Pavis Wood forms a continuous stretch of woodland with Northill Wood (to the west) and Grove Wood (to the east, in Hertfordshire, running in a line along the step Chiltern scarp. It is a woodland of deciduous trees; a rich mixture of beech, ash, oak, birch and others. Pavis Wood itself is enclosed though open to the public by permission and is managed by Buckinghamshire County Council.
Pavis Wood and its neighbour form the Pavis & Northill Woods SSSI, as ancient woodland with a very diverse ground flora and a varying species mix depending on location; it is officially noted as a habitat of poorly drained beech, oak, ash and birch grades to a beech hanger with ash and wych elm on the steepest part of the escarpment.

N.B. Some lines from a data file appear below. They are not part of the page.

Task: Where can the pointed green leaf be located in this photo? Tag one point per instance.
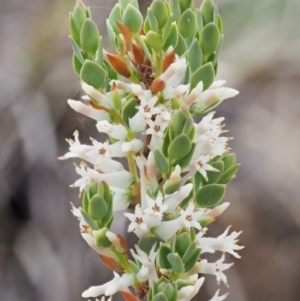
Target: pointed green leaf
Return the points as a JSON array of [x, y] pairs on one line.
[[97, 207], [187, 24], [209, 38], [77, 18], [154, 40], [176, 263], [195, 56], [93, 225], [114, 17], [161, 161], [175, 9], [191, 263], [210, 195], [164, 251], [180, 147], [76, 50], [132, 18], [93, 75], [160, 11], [89, 36], [147, 241], [206, 74], [172, 39], [207, 11], [153, 23]]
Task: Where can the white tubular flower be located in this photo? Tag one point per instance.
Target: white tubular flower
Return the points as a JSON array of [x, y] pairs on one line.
[[116, 131], [188, 292], [85, 179], [148, 269], [155, 211], [192, 97], [137, 221], [217, 269], [174, 200], [191, 217], [88, 111], [156, 129], [216, 297], [134, 145], [95, 94], [111, 287], [120, 179], [222, 243], [176, 92]]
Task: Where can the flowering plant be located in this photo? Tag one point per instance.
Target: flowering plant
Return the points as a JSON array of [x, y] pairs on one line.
[[145, 98]]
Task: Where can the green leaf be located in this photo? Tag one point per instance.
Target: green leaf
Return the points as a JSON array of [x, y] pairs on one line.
[[209, 38], [147, 241], [195, 56], [93, 74], [89, 37], [187, 23], [191, 263], [220, 24], [76, 64], [160, 11], [229, 174], [153, 23], [206, 74], [207, 11], [175, 9], [176, 263], [132, 18], [159, 297], [154, 40], [214, 176], [164, 251], [169, 291], [111, 34], [199, 21], [77, 18], [180, 147], [172, 39], [161, 161], [76, 50], [210, 195], [183, 240], [190, 251], [101, 239], [93, 225], [97, 207], [114, 17], [177, 123]]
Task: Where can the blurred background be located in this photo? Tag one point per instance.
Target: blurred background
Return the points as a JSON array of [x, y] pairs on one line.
[[42, 255]]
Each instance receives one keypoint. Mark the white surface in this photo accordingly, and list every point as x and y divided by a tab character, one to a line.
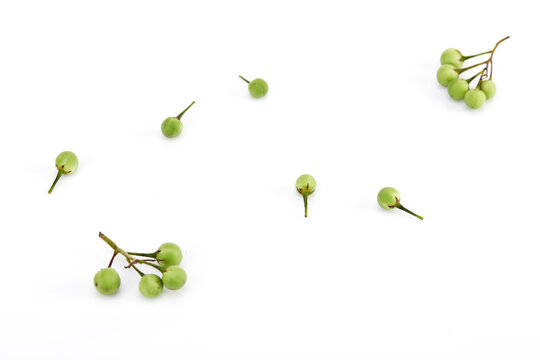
353	101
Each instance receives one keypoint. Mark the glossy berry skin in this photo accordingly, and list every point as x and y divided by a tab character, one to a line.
107	281
258	88
452	57
475	98
457	89
169	254
488	87
388	198
447	73
67	162
171	127
174	277
150	285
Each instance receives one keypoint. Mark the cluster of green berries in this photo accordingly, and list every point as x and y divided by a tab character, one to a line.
388	198
452	61
166	259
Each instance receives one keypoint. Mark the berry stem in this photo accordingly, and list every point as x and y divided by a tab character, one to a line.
115	247
151	255
60	173
112	259
471	56
305	195
401	207
186	109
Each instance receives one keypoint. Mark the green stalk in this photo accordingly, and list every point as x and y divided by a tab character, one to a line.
241	77
186	109
60	173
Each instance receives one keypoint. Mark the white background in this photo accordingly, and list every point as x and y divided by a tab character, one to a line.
353	101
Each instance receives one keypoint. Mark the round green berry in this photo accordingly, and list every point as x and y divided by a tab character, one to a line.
488	87
475	98
150	285
447	73
457	89
174	277
388	198
258	88
107	281
171	127
169	254
452	57
66	163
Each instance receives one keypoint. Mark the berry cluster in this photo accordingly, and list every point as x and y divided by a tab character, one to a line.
459	89
167	258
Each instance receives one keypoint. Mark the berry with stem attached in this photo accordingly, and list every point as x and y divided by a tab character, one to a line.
150	285
257	88
172	126
107	281
305	185
389	198
174	277
66	163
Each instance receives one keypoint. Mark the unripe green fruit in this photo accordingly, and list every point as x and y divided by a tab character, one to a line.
475	98
258	88
488	87
447	73
457	89
174	277
169	254
452	57
171	127
150	285
107	281
388	198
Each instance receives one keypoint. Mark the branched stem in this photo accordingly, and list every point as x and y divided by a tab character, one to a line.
243	78
186	109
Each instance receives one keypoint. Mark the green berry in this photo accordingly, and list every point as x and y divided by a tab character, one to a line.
388	198
457	89
475	98
172	126
66	163
305	185
107	281
169	254
174	277
150	285
488	87
257	88
447	73
452	57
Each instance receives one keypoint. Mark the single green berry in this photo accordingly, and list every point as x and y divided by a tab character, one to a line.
457	89
306	185
66	163
107	281
172	126
169	254
174	277
488	87
447	73
388	198
475	98
150	285
452	57
257	88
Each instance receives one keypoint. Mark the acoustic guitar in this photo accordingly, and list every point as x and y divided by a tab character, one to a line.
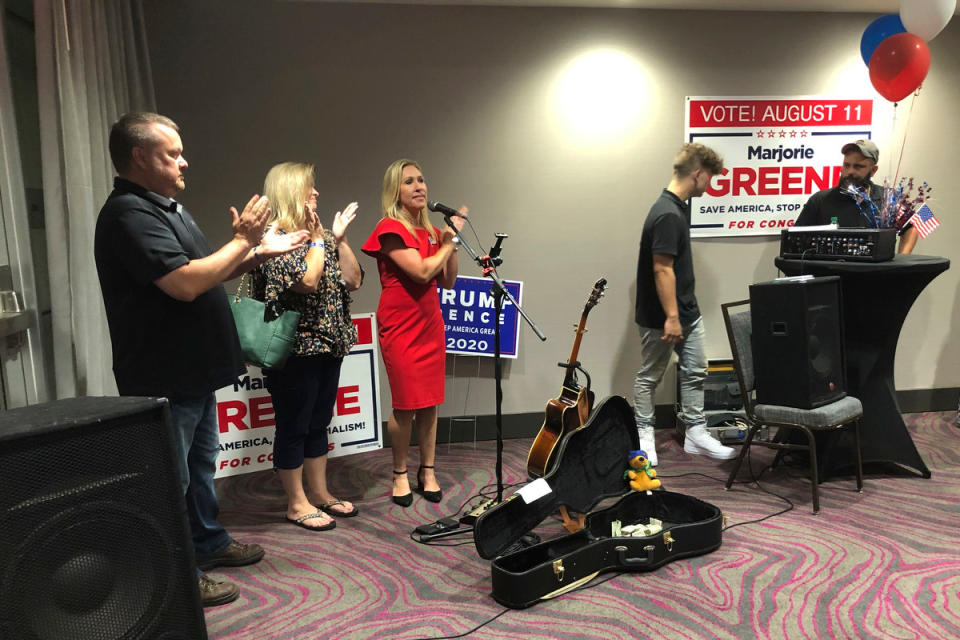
570	410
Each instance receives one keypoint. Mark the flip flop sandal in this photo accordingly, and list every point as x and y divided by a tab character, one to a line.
327	507
311	516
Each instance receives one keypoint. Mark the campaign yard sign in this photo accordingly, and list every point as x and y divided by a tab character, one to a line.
777	151
468	317
246	420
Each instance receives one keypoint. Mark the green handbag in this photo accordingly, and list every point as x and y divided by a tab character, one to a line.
266	341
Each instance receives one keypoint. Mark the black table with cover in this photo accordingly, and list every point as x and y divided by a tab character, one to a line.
876	298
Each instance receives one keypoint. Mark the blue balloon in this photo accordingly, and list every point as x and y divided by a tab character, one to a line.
878	31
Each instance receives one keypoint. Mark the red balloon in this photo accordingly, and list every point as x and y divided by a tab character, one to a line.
898	65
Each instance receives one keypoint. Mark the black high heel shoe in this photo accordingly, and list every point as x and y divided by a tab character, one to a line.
406	499
431	496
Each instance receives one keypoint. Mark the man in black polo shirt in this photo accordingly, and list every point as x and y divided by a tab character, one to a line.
170	324
859	165
667	309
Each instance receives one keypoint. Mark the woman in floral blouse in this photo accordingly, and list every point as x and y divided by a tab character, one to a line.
314	280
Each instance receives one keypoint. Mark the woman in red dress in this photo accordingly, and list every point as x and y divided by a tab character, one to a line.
413	257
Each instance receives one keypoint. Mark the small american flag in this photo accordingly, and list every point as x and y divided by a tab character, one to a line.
924	221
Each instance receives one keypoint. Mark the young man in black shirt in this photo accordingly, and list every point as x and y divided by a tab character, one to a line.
667	310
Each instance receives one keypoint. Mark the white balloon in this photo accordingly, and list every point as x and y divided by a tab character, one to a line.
926	18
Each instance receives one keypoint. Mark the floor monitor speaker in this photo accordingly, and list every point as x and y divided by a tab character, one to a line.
94	540
798	342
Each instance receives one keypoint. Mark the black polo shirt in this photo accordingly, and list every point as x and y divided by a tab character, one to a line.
666	231
161	346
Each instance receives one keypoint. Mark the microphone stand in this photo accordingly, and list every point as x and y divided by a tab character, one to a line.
488	264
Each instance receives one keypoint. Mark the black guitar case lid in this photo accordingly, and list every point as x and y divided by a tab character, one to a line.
590	466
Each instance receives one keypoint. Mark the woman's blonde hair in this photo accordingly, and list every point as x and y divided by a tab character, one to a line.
288	186
390	198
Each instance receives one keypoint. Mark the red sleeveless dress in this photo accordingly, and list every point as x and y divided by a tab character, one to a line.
409	323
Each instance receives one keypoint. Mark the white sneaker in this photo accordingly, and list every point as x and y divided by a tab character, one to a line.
699	442
648	444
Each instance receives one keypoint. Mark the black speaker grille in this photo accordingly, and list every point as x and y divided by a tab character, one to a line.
93	536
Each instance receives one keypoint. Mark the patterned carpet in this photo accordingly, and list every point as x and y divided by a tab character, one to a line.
881	564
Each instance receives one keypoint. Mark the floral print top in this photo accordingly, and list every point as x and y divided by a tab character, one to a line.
325	325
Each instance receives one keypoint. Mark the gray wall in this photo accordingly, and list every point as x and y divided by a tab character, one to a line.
471	94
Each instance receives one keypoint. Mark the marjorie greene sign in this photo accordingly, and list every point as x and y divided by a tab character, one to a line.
776	152
246	420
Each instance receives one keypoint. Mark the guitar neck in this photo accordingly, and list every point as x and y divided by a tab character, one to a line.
568	379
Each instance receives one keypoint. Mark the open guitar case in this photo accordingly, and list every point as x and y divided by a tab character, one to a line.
590	467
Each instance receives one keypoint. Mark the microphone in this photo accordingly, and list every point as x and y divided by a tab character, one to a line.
439	207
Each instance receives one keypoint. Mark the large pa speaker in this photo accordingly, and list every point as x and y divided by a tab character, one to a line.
94	540
798	342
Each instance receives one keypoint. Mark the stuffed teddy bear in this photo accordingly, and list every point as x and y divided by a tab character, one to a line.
641	473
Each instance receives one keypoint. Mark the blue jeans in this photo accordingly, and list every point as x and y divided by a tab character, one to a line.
691	371
196	445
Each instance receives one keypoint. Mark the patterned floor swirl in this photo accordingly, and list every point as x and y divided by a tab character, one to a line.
884	563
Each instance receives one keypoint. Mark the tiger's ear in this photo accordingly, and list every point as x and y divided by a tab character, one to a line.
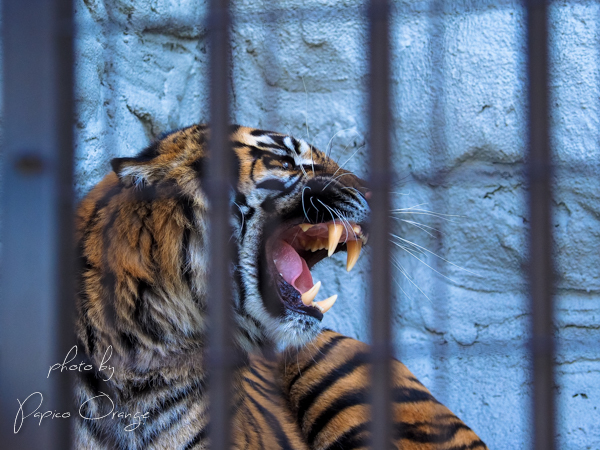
118	164
132	171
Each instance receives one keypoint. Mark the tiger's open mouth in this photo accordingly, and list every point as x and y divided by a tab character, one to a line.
293	249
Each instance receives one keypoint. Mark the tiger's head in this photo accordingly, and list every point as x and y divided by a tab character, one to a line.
142	238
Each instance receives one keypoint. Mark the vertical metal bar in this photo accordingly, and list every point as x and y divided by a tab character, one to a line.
36	312
220	179
540	259
379	120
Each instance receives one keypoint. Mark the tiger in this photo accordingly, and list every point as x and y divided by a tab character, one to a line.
142	292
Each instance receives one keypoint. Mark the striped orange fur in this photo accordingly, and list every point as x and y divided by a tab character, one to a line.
142	294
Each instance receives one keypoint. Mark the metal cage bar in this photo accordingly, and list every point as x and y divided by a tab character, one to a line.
380	180
36	312
220	178
540	239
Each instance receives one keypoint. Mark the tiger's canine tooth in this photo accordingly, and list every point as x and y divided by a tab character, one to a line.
309	296
335	233
353	249
325	305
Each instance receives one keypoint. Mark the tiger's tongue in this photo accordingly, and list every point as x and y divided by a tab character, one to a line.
292	267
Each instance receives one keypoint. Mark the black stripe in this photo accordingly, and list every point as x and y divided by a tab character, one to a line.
272	184
346	401
427	432
254	372
262	390
275	425
411	395
475	444
199	437
351	439
322	354
306	401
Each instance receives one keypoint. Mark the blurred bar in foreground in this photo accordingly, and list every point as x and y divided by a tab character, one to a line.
36	311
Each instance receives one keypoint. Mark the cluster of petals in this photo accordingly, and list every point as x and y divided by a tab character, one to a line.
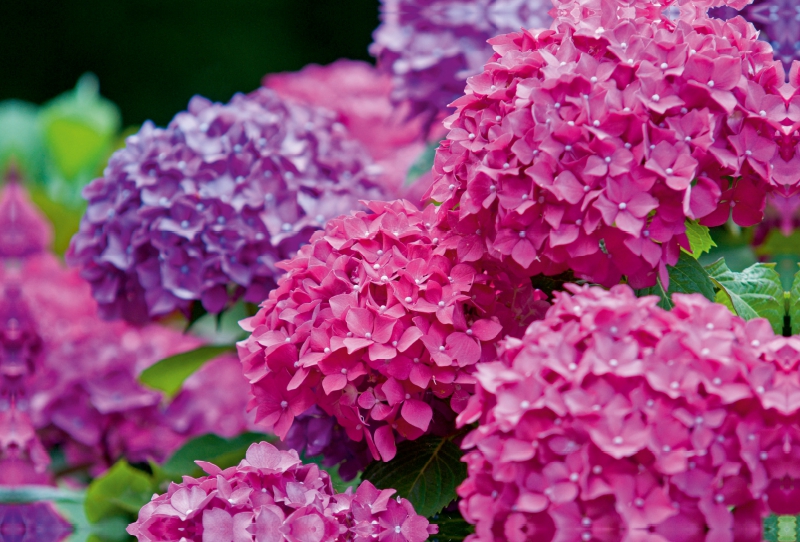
588	146
778	22
202	210
377	324
430	47
613	415
68	379
271	496
359	94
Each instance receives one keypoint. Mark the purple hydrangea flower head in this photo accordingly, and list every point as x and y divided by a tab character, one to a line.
430	47
779	24
271	496
202	210
612	414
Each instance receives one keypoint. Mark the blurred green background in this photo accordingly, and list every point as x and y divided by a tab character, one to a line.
151	56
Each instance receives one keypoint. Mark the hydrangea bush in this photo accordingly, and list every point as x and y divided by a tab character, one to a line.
69	379
271	496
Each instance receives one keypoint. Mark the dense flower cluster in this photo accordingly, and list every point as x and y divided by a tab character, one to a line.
611	412
360	96
779	23
68	379
588	147
378	324
430	47
202	210
272	497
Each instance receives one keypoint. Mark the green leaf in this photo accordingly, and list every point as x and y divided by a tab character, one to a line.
169	374
753	293
794	304
700	239
452	527
686	277
777	244
121	491
212	448
425	471
333	471
423	164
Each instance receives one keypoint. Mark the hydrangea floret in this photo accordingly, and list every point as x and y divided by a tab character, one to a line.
378	325
589	145
614	413
201	211
271	496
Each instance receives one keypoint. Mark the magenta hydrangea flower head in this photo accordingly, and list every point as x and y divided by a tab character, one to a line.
380	326
612	412
359	94
271	496
202	210
430	47
587	147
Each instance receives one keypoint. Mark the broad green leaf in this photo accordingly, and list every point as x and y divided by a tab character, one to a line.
777	244
169	374
699	238
755	292
452	527
686	277
794	304
339	484
221	451
425	471
79	128
423	164
21	140
121	491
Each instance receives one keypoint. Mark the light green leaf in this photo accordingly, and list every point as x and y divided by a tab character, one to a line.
423	164
169	374
753	293
425	471
686	277
777	244
794	304
222	452
699	237
121	491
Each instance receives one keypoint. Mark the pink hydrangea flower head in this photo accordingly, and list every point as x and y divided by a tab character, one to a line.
430	47
379	325
613	411
588	146
360	96
272	497
214	200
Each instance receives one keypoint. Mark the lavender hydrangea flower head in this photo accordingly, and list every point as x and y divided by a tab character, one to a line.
432	46
203	209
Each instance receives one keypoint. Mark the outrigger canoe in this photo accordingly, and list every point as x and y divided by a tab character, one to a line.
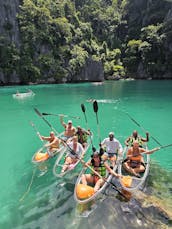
43	154
61	160
130	182
88	193
23	95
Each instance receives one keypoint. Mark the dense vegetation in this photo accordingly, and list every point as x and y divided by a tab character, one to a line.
58	36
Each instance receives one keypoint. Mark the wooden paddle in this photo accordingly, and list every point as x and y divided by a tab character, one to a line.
37	132
76	117
83	110
109	182
40	115
95	108
142	128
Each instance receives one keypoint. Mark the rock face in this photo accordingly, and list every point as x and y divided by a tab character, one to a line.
8	21
92	71
9	29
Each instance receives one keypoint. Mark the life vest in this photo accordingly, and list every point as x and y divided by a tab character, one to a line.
132	139
82	137
136	158
100	169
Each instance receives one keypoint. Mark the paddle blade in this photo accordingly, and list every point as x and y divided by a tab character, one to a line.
126	181
45	114
36	110
84	191
83	107
95	106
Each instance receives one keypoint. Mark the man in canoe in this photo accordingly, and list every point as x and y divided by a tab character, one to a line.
76	152
135	137
54	142
82	136
70	130
52	146
99	166
112	148
134	162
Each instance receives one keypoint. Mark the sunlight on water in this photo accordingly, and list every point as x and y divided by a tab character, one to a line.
31	197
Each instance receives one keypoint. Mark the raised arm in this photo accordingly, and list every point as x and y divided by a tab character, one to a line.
111	170
62	122
147	138
126	141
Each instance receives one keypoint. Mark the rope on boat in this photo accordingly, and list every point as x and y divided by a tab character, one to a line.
29	187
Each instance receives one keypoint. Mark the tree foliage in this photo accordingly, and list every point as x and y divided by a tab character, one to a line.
57	38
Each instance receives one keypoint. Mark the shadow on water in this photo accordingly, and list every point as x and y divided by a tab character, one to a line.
50	204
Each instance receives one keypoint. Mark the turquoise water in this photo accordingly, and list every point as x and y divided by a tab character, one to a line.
49	201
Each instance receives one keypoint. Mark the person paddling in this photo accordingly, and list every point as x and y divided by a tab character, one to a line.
135	137
82	135
134	162
100	167
54	142
112	148
70	130
76	152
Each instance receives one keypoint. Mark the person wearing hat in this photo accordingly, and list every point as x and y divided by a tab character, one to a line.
100	167
76	152
135	137
70	130
82	136
112	148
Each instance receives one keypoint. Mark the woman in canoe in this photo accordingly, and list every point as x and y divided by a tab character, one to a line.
76	152
52	146
134	162
135	137
70	130
82	136
98	165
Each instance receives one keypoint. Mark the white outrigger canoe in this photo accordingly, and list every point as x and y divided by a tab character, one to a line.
23	95
43	154
61	160
132	182
108	178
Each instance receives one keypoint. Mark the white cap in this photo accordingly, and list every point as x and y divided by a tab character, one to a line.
111	133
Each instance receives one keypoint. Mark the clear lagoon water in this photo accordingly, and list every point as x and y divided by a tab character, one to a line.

A fine variety of plants such as the yellow pimpernel and wood mellick are found in the woods, and vlackthorn bearing sloes in autumn. A bridleway crosses the woodland, and along the edge of the wood a footpath. Here the Ridgeway National Trail and Icknield Way pass too.
The edge of the wood is against the county boundary, which here is marked by Shire Lane and a footpath running north down the scarp. Where the footpath runs from the lane, at the edge of the wood, is Hertfordshire's highest point, its county top, at 801 feet, at 51°46’26"N, 0°40’36"W.
The broad bridleway from the edge of the wood and Hertfordshire's county top runs out along the top of the ridge towards the Wendover Woods and to Haddington Hill, Buckinghamshire's own county top (876 feet) just a few miles away.